Musgrave today announced (5 July) reported sales of €3.7 billion and profit before tax of €73 million in its results for financial year 2016.
The group also outlined that its 'net cash was €121 million and shareholder funds were €249 million' at year end.
Chris Martin, Musgrave chief executive said: “2016 saw a strong performance by Musgrave benefitting from investment in our brands, a clear focus on cost reduction and the delivery of a transformation programme which we initiated in 2014 to turnaround the business and return to growth."

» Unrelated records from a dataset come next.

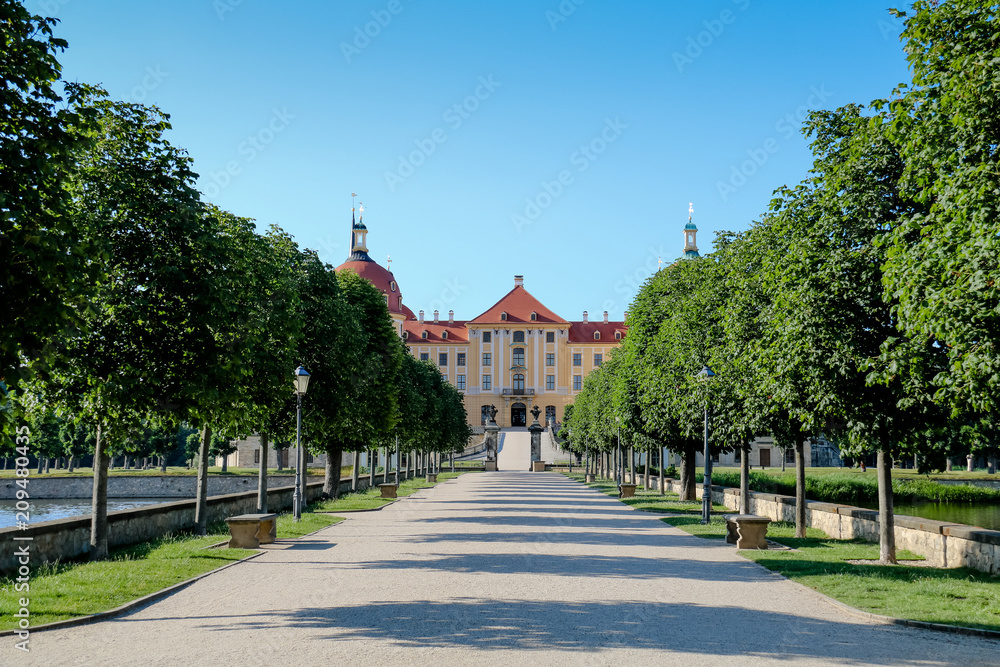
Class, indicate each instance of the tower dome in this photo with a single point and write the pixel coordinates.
(362, 264)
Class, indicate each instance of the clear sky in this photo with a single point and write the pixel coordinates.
(559, 140)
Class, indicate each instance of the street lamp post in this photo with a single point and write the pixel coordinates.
(706, 487)
(301, 384)
(620, 463)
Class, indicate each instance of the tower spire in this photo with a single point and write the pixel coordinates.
(359, 247)
(690, 235)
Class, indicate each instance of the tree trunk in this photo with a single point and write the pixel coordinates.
(745, 482)
(687, 476)
(800, 488)
(356, 471)
(99, 503)
(201, 502)
(663, 484)
(262, 476)
(886, 522)
(331, 478)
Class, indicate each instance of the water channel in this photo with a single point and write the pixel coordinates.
(44, 509)
(982, 515)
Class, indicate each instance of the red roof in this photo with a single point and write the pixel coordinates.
(382, 279)
(583, 332)
(457, 333)
(518, 304)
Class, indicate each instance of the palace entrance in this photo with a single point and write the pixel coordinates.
(518, 415)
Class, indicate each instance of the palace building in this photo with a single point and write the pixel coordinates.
(516, 354)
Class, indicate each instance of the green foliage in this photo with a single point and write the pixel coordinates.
(849, 489)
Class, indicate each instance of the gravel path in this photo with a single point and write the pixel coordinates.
(501, 568)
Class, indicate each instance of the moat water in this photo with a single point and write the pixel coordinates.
(44, 509)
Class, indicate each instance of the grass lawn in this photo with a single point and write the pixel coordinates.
(172, 471)
(370, 498)
(897, 473)
(962, 596)
(68, 590)
(649, 499)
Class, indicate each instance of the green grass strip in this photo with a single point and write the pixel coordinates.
(371, 498)
(649, 500)
(960, 596)
(63, 591)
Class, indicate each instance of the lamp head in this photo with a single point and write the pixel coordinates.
(301, 380)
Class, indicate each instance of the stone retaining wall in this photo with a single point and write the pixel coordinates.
(942, 543)
(68, 539)
(144, 486)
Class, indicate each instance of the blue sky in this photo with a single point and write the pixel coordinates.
(559, 140)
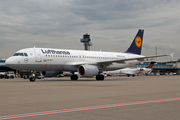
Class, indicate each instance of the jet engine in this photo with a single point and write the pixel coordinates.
(50, 73)
(88, 70)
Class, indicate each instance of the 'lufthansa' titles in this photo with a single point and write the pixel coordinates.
(138, 41)
(55, 52)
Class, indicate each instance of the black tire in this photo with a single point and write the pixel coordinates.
(99, 77)
(74, 77)
(32, 79)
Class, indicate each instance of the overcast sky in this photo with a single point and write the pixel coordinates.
(112, 25)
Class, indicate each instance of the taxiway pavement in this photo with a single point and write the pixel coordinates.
(19, 96)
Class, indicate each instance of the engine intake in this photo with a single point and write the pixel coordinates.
(88, 70)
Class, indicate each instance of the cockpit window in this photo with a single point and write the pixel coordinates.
(25, 54)
(20, 54)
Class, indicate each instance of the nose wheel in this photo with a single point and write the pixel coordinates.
(100, 77)
(32, 79)
(74, 77)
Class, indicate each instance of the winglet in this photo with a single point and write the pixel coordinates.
(172, 54)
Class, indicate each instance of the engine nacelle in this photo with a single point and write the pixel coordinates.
(50, 73)
(88, 70)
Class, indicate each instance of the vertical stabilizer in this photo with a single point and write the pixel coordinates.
(136, 45)
(151, 65)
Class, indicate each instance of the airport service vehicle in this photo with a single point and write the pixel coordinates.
(7, 75)
(86, 63)
(131, 71)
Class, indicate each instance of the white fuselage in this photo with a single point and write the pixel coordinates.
(48, 59)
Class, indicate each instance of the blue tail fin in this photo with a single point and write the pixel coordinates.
(136, 45)
(151, 65)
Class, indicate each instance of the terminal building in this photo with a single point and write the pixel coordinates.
(163, 68)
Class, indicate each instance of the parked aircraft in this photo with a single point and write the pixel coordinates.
(86, 63)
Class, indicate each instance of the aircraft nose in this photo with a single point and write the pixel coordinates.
(9, 62)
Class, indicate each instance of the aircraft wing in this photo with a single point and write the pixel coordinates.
(128, 59)
(117, 61)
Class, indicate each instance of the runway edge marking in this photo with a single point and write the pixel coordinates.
(84, 108)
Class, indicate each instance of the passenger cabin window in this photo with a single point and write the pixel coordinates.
(20, 54)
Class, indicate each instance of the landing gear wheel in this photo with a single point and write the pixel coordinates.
(74, 77)
(32, 79)
(99, 77)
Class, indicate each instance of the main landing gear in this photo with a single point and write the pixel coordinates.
(99, 77)
(32, 77)
(74, 77)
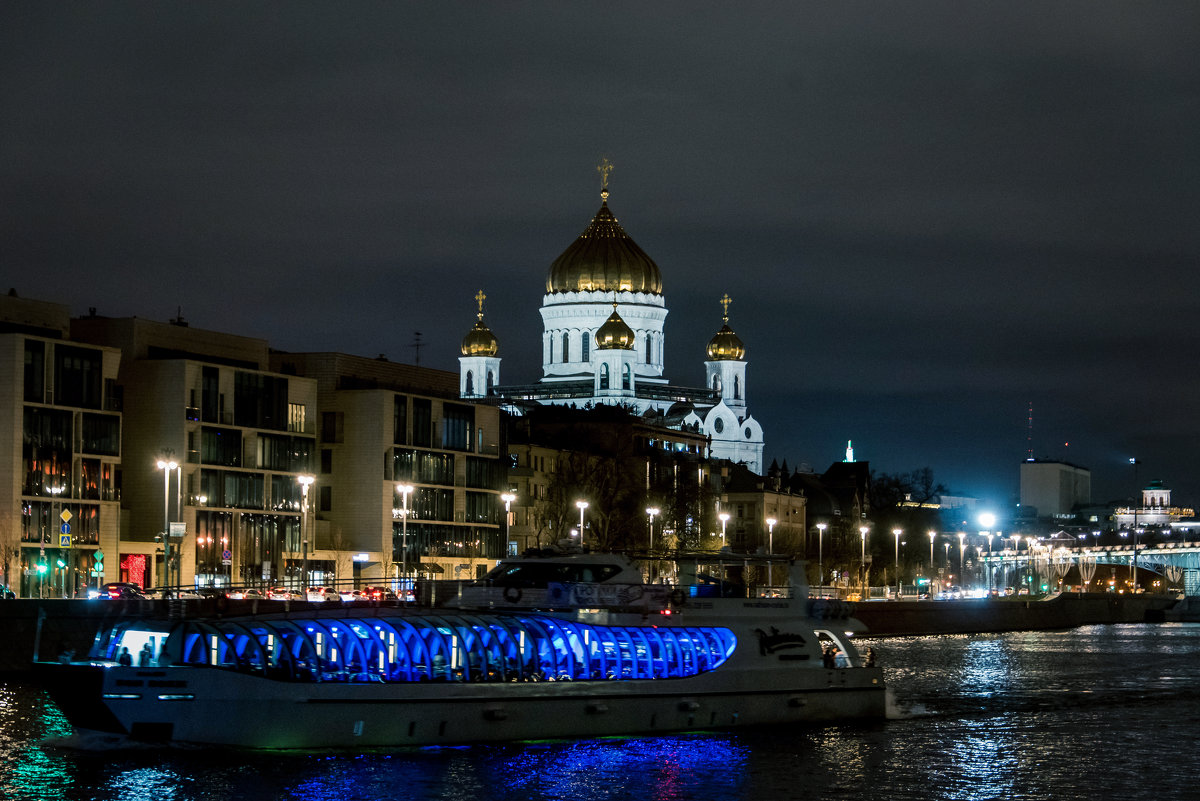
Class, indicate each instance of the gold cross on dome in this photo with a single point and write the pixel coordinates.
(604, 169)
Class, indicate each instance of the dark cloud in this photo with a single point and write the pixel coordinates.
(929, 215)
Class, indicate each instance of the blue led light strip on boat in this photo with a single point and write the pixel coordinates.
(454, 648)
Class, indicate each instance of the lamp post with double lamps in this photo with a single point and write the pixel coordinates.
(582, 505)
(963, 572)
(405, 491)
(508, 498)
(862, 564)
(897, 533)
(651, 512)
(305, 482)
(821, 528)
(771, 549)
(987, 521)
(167, 465)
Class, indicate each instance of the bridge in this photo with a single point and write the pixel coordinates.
(1054, 559)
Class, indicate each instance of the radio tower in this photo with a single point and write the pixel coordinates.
(1029, 437)
(417, 348)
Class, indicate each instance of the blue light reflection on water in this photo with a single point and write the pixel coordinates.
(1053, 716)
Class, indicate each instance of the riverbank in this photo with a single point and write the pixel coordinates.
(1006, 614)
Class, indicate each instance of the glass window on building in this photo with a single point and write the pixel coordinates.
(35, 371)
(423, 422)
(210, 395)
(400, 420)
(456, 426)
(78, 377)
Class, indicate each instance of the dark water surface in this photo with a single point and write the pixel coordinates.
(1093, 712)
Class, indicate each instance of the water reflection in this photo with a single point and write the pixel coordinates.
(1017, 716)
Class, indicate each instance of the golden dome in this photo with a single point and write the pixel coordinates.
(480, 341)
(604, 258)
(615, 333)
(725, 345)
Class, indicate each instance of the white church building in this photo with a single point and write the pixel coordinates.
(603, 343)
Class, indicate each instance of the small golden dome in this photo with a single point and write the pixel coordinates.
(725, 345)
(615, 333)
(480, 341)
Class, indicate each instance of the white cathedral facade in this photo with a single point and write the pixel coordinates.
(603, 343)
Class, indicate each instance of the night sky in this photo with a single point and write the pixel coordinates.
(929, 215)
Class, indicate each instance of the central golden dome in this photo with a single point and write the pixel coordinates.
(604, 258)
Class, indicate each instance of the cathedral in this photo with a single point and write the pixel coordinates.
(604, 343)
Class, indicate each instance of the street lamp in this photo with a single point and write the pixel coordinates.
(305, 482)
(862, 562)
(897, 533)
(1017, 558)
(821, 528)
(403, 489)
(508, 498)
(963, 573)
(167, 465)
(582, 505)
(771, 549)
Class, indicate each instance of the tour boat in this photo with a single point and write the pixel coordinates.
(544, 646)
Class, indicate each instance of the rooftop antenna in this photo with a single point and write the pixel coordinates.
(1029, 437)
(417, 348)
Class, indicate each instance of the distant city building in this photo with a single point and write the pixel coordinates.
(1156, 510)
(604, 344)
(1054, 488)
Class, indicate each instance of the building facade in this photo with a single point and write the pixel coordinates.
(60, 435)
(449, 452)
(1055, 488)
(215, 443)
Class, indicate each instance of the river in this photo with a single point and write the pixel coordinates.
(1097, 711)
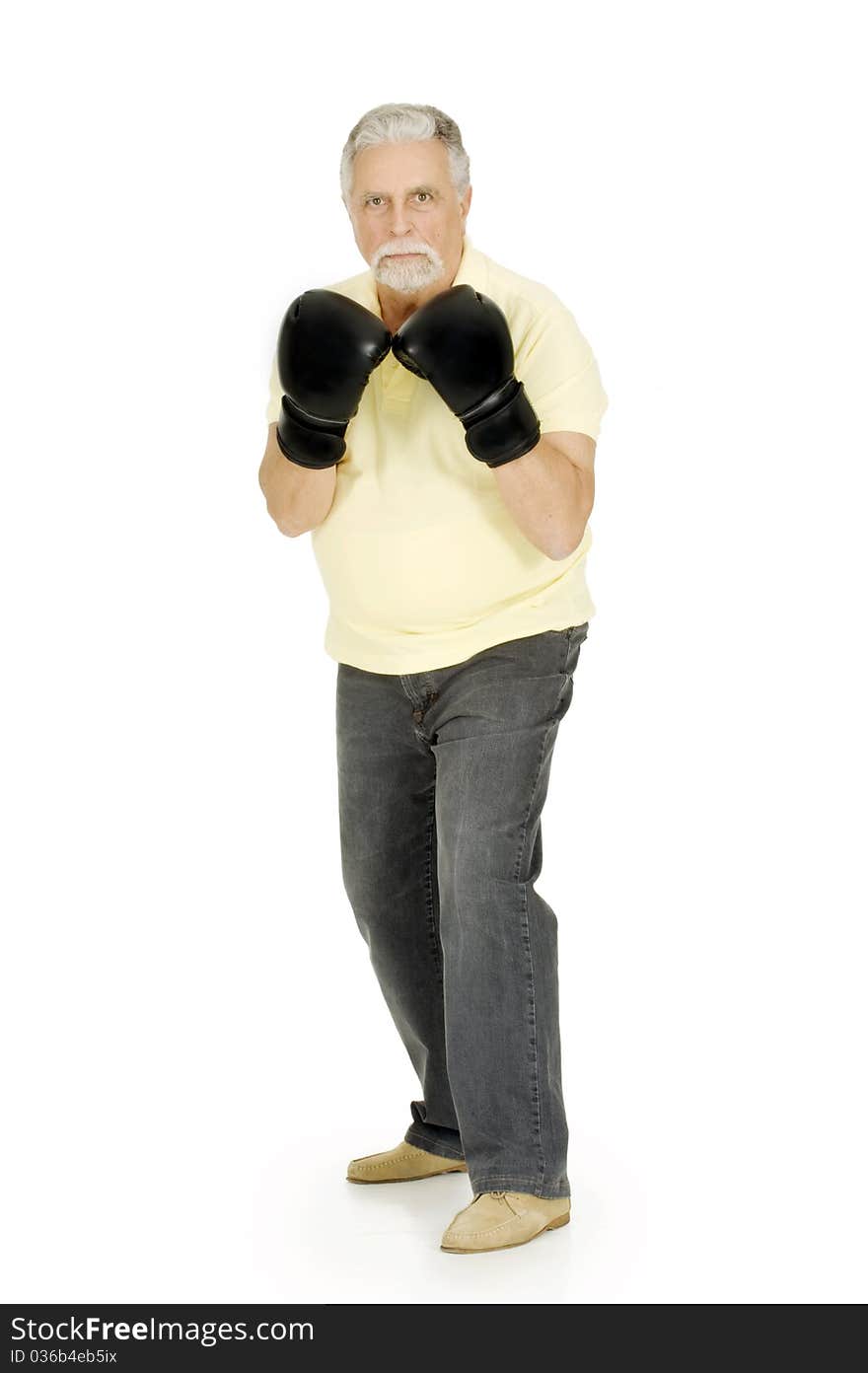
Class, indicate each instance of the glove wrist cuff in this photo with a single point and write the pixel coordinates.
(307, 438)
(508, 426)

Martin also said that investing in its brands during the recession was a successful strategy which positioned the group to benefit from recovering economies in the Republic of Ireland, Northern Ireland and Spain.
"Our business performed strongly in 2016 with turnover up 3.4% on a constant currency basis and we are well positioned to deliver long-term sustainable growth, capitalising on the anticipated growth of the grocery and foodservice markets across the island of Ireland and Spain." He said.
It attributed its investments in value, range, own brand, digital and in-store design reportedly resulted in 'SuperValu, Centra, Daybreak and MarketPlace occupying market leadership positions in 2016'.
Looking forward, Martin added, "We are continuing to drive our business and to look for new opportunities as appropriate.
"While the business is performing well to date in 2017, we remain cautious as a result of the uncertainty created by Brexit and its potential to slow growth in the Irish food and grocery retail sector.”